Can this row-by-row T-SQL script be converted to a set-based script?

2023-01-15 03:20 问答作者：

I have written this T-SQL script to roll up duplicate rows in a database that are created by a reconstruction process. To do this, it performs the following:

Gets and stores the minimum target table primary key (ColTargetPK) per set of duplicate entries in a table variable (@minColTargetPKTable); determining duplicates by matching on three columns - ColIntA, ColIntB and ColDateTimeA.
Sets the Target Column to be rolled up (TargetColVarchar) to equal a concatenation of the target column of the corresponding duplicate entries.
Flags the duplicate entries as inactive (ColTargetStatus = 0)
Reports success (or failure)

Due to the size of the dataset involved, this script takes an inappopriate length of time to run.

Can anyone see how this can be converted to be set-based, if so, could you please provide an example?

I apologise in advance if my description is a bit confusing...

declare @MinColTargetPKTable table
    (ColIntA int,
     ColIntB int,
     ColDateTimeA nvarchar(25),
     minColTargetPK int
    )

insert @minColTargetPKtable
    select ColIntA, ColIntB, convert(nvarchar(25),ColDateTimeA,120) as ColDateTimeA, 
    min(ColTargetPK) as MinColTargetPK from TargetColTable
    group by ColIntA, ColIntB, convert(nvarchar(25),ColDateTimeA,120) 

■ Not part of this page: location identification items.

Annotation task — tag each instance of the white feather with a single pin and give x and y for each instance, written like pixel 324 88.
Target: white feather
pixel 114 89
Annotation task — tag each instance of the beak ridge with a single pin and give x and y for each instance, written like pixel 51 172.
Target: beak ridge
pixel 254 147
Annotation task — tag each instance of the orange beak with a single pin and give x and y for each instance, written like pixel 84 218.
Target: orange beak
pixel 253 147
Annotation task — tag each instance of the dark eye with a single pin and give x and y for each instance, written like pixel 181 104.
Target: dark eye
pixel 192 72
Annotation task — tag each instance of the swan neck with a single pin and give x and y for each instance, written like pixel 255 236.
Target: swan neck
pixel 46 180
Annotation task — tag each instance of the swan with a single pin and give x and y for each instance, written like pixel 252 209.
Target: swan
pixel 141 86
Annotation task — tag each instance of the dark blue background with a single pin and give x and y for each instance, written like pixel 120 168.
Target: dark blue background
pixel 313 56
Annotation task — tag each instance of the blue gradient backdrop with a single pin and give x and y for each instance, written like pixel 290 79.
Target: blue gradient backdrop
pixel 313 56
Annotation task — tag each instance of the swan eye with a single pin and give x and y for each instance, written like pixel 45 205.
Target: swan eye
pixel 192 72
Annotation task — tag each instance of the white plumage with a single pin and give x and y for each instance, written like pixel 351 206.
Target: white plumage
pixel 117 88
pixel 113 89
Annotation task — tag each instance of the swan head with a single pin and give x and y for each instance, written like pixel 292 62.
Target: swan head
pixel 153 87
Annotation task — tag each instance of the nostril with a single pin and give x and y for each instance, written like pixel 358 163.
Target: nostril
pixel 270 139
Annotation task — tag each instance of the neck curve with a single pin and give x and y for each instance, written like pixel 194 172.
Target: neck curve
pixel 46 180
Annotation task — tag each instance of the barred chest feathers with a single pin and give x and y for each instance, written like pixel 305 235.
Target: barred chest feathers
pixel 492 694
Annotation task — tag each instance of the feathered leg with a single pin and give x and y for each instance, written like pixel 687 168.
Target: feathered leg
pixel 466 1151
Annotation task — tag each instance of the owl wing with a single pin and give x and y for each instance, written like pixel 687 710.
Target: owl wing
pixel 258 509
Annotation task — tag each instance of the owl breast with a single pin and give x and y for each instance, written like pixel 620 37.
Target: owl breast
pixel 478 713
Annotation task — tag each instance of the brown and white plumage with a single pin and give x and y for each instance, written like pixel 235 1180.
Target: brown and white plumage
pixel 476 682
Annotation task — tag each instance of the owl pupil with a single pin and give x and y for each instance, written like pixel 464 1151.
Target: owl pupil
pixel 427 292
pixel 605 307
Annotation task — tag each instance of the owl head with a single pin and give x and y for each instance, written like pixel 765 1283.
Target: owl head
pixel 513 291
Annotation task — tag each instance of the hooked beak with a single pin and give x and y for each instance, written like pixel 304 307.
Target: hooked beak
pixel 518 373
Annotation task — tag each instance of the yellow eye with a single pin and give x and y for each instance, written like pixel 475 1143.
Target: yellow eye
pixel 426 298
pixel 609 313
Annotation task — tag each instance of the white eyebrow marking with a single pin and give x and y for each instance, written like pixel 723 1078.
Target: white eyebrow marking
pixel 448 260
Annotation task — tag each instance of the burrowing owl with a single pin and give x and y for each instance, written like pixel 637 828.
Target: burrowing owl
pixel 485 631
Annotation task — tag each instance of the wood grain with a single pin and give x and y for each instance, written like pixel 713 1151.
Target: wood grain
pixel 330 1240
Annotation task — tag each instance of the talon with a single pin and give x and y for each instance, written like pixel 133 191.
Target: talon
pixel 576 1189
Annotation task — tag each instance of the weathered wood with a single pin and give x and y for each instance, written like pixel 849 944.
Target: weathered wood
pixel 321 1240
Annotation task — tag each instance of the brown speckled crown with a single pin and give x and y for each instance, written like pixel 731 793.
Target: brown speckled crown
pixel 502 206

declare @TargetColVarchar varchar(max)

declare @updatedColTargetPKs table
(updatedColTargetPKs int)

declare @minColTargetPK int

declare cur cursor
for
select minColTargetPK
from @minColTargetPKtable

open cur

fetch next from cur into @minColTargetPK

while @@FETCH_STATUS = 0
begin
    begin try

    set @TargetColVarchar =
        convert(nvarchar(max),(
        select replace(convert(nvarchar(max), isnull(TargetColVarchar,'')) +   convert (nvarchar(max),' \par \par \par'), '\par } ', '\par') as 
        TargetColVarchar
        from TargetColTable v1
        where ColIntA = (select ColIntA from TargetColTable where ColTargetPK = @minColTargetPK)
        and ColIntB = (select ColIntB from TargetColTable where ColTargetPK = @minColTargetPK)
        and convert(nvarchar(25),ColDateTimeA,120) = (select convert(nvarchar(25),ColDateTimeA,120) from TargetColTable where ColTargetPK = @minColTargetPK)
        order by ColTargetPK
        for xml path(''), type  
        ))

        set @TargetColVarchar = REPLACE(REPLACE (REPLACE (@TargetColVarchar,'<TargetColVarchar>',''),'</TargetColVarchar>',''), '&#x0D;','')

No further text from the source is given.